On Tuesday, June 21, the city's council made a unanimous vote of 49-0 in favor of the new bill, which now awaits the signature of Mayor Bill de Blasio. The mayor expressed his support for the movement on Facebook and Twitter.
That historic day, Julissa Ferreras-Copeland, a member of the New York City Council, whipped out a tiny, wrapped tampon and waved it in the air in an act of defiance against period stigma and taboo.
"They're as necessary as toilet paper," said Ferreras-Copeland, who has long been fighting in the quest for "menstrual equity."
Her proposal, which was co-sponsored by Council members Melissa Mark-Viverito, Ydanis Rodriguez and Daniel Dromm, would make tampons and pads freely available for 300,000 New York City schoolgirls and 23,000 women in public homeless shelters.
Indeed, the bill will directly affect students who typically miss class because they do not have a tampon or a pad, mothers at homeless shelters, as well as women in prison who need access to these important yet often overlooked products, says Ferreras-Copeland.

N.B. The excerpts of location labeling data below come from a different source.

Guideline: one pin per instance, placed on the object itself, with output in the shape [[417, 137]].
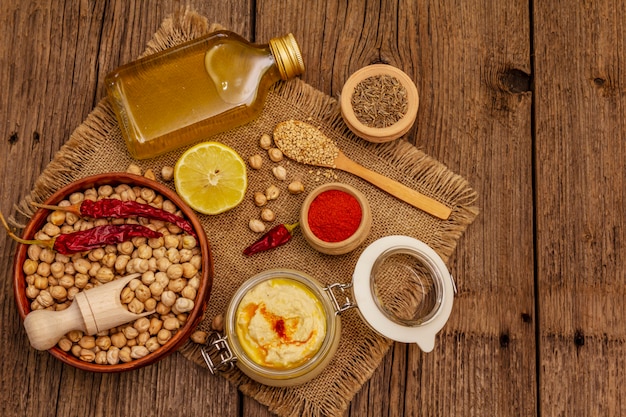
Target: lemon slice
[[211, 178]]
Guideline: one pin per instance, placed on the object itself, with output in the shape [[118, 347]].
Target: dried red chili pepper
[[83, 240], [276, 236], [111, 207]]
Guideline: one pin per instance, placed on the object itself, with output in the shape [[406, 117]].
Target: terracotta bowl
[[203, 292], [344, 246]]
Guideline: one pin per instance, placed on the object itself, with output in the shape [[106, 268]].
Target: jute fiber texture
[[97, 147]]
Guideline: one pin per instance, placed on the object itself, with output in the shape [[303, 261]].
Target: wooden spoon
[[305, 143], [92, 311]]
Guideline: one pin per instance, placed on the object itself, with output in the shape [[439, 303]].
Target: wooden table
[[524, 99]]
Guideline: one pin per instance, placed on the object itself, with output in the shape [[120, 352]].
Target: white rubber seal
[[423, 334]]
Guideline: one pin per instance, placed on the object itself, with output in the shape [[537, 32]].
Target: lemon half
[[211, 178]]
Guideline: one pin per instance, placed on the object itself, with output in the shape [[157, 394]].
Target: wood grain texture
[[581, 192], [524, 99]]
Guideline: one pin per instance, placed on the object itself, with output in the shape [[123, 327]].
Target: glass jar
[[400, 287], [187, 93]]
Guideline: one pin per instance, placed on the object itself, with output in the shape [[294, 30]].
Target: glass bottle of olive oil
[[202, 87]]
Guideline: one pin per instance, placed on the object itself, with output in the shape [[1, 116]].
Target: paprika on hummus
[[280, 323]]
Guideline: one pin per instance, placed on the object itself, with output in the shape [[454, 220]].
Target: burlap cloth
[[97, 147]]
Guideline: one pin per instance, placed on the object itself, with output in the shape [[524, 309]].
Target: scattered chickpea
[[256, 225], [199, 337], [167, 173], [272, 192], [265, 142], [260, 199], [275, 154], [280, 173], [267, 215], [133, 169], [149, 174], [255, 161]]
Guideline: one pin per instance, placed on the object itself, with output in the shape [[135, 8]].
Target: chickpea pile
[[170, 269]]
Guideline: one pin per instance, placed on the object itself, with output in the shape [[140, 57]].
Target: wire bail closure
[[217, 346]]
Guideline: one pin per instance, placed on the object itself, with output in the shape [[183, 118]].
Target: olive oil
[[187, 93]]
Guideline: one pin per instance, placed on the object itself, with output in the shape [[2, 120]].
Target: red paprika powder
[[334, 215]]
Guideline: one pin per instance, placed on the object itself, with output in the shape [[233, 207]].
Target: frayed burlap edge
[[434, 179]]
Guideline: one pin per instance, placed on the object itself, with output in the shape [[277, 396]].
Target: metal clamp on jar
[[282, 327]]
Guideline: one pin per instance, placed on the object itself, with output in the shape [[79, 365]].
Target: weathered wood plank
[[581, 125]]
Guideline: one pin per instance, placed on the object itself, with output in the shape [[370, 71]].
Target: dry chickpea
[[87, 355], [265, 142], [142, 293], [130, 332], [124, 354], [57, 269], [66, 281], [45, 299], [255, 161], [81, 266], [32, 292], [267, 215], [108, 260], [105, 275], [81, 280], [43, 269], [30, 266], [103, 342], [155, 326], [65, 344], [164, 336], [183, 305], [58, 293], [259, 199], [162, 309], [272, 192], [189, 271], [275, 154], [101, 358], [176, 285], [199, 337], [41, 283], [143, 338], [189, 292], [57, 218], [152, 344], [93, 270], [113, 357], [167, 173], [171, 323], [173, 255], [150, 304], [174, 271], [168, 298], [118, 340], [51, 229], [136, 306], [142, 324], [256, 225], [34, 251], [87, 342]]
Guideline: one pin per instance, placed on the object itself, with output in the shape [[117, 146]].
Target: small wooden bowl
[[345, 246], [202, 297], [374, 134]]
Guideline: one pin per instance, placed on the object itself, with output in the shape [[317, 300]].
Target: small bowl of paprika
[[335, 218]]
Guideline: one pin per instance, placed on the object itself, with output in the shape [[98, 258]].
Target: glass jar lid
[[403, 290]]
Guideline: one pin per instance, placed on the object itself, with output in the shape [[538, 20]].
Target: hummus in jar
[[280, 323]]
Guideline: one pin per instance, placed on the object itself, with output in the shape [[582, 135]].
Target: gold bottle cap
[[287, 55]]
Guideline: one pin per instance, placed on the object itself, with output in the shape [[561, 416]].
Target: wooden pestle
[[92, 311]]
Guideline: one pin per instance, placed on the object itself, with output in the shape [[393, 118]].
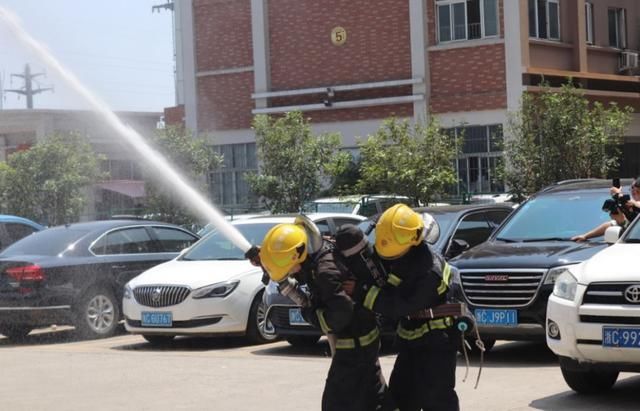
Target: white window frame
[[621, 27], [588, 13], [548, 20], [449, 4]]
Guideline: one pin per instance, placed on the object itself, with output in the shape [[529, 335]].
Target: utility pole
[[28, 89]]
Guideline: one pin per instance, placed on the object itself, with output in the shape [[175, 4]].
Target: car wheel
[[158, 339], [303, 340], [16, 332], [97, 314], [589, 381], [259, 329]]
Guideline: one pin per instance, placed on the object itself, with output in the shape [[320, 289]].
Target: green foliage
[[193, 158], [45, 183], [294, 162], [559, 135], [415, 161]]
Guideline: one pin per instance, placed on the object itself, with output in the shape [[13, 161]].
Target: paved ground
[[51, 371]]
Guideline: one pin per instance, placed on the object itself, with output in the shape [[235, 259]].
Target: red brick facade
[[468, 79], [223, 42], [301, 55]]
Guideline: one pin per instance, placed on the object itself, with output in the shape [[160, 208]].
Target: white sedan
[[210, 289], [593, 316]]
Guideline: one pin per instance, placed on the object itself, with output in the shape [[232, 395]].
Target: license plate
[[156, 319], [508, 318], [623, 337], [295, 317]]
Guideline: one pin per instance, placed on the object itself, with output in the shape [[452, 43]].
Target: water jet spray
[[190, 197]]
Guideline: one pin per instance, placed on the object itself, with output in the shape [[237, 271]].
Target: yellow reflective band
[[394, 280], [323, 323], [438, 324], [370, 298], [349, 343], [446, 278]]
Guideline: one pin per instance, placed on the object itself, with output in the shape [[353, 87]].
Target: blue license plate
[[156, 319], [295, 317], [623, 337], [508, 318]]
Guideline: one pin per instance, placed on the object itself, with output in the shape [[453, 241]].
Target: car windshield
[[633, 236], [559, 216], [49, 242], [216, 246], [337, 207]]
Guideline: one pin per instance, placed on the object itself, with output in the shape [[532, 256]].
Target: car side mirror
[[612, 234], [457, 247]]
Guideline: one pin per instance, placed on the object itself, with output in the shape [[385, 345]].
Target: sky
[[118, 49]]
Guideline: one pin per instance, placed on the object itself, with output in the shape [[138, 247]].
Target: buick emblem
[[496, 277], [632, 293], [155, 295]]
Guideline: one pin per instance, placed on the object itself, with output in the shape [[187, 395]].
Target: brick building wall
[[468, 79], [223, 43]]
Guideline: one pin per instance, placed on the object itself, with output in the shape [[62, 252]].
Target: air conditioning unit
[[628, 60]]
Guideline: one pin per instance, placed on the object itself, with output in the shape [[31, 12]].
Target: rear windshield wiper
[[533, 240]]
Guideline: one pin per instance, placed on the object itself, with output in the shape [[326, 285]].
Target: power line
[[28, 89]]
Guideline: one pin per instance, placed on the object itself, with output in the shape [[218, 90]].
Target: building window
[[617, 28], [477, 165], [588, 15], [229, 187], [544, 19], [467, 19]]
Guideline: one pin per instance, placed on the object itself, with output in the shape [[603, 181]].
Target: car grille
[[501, 288], [279, 317], [608, 293], [160, 295]]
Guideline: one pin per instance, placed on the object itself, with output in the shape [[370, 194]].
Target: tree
[[560, 135], [46, 182], [412, 160], [294, 163], [193, 158]]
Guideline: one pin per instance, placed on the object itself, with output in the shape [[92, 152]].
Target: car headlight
[[555, 272], [128, 292], [216, 290], [565, 286]]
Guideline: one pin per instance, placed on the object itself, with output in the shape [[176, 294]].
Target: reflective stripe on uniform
[[323, 323], [394, 280], [370, 298], [347, 343], [446, 278], [438, 324]]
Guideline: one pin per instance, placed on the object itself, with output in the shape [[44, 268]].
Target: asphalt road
[[52, 371]]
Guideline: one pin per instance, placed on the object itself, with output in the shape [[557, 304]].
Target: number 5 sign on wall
[[338, 36]]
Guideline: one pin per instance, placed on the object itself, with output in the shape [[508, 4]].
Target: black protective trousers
[[355, 381], [424, 375]]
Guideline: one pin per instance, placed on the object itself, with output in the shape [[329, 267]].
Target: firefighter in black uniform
[[423, 376], [354, 381]]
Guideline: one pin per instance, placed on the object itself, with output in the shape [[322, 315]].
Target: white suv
[[593, 315]]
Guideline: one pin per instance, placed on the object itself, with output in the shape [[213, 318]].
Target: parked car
[[366, 205], [452, 230], [74, 274], [508, 279], [593, 315], [211, 289], [13, 228]]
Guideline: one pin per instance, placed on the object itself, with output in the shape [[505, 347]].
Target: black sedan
[[451, 230], [74, 274]]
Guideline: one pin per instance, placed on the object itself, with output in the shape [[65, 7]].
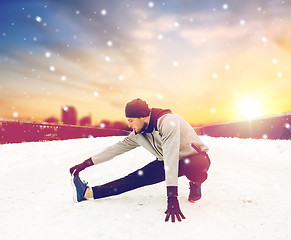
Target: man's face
[[137, 124]]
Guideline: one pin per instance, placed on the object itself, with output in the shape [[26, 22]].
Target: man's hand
[[173, 209], [78, 168]]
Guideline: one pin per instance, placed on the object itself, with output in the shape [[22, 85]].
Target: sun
[[250, 108]]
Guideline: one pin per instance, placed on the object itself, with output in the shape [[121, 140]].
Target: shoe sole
[[74, 189]]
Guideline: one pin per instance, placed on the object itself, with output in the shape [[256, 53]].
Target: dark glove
[[81, 166], [173, 209]]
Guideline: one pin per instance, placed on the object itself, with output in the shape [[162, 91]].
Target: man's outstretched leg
[[148, 175]]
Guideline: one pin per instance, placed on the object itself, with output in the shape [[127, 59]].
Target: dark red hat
[[137, 108]]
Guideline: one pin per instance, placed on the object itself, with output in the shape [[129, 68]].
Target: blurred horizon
[[209, 61]]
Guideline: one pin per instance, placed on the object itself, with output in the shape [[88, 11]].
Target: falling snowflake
[[226, 67], [160, 36], [52, 68], [242, 22], [38, 19], [103, 12], [176, 24], [225, 6], [172, 123], [264, 39], [175, 64], [47, 54], [151, 4]]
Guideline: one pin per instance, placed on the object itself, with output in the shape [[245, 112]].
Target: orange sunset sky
[[209, 61]]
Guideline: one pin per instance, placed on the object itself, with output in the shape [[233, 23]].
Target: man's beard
[[144, 127]]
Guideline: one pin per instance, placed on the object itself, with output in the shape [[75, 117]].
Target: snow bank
[[247, 195]]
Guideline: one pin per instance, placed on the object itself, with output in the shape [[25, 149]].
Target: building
[[69, 115]]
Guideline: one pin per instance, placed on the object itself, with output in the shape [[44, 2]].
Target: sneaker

In correctional institutions, women are often given limited supplies of generic hygiene products. Advocates say that the options for women in prisons are at times inadequate, scarce and dehumanizing.
The new legislative package, which would provide approximately 2 million tampons and 3.5 million pads every year just for homeless shelters, will change that. It will take up about $2.5 million in the city's $82 billion budget.
New York City Council's decision follows a national discussion about the expensive prices of menstrual products, which some advocates call "womanhood penalty."
Most states in the country identify tampons and pads as nonessential items and therefore tax them. Because of that, outrage surfaced online and elsewhere over what critics called a "discriminatory tampon tax."
President Barack Obama lambasted the expensive cost of menstrual products in an interview with YouTube vlogger Ingrid Nilsen. He said he suspects that it is so because men were making those laws when the taxes were passed.
In May, NY state lawmakers agreed to remove the sales tax on feminine hygiene products, becoming the sixth state in the country to do so.
Meanwhile, in support of the new bill, Mayor de Blasio posted a video on Facebook explaining why it is important.
"Because tampons and pads aren't luxuries," said de Blasio. "They're necessities."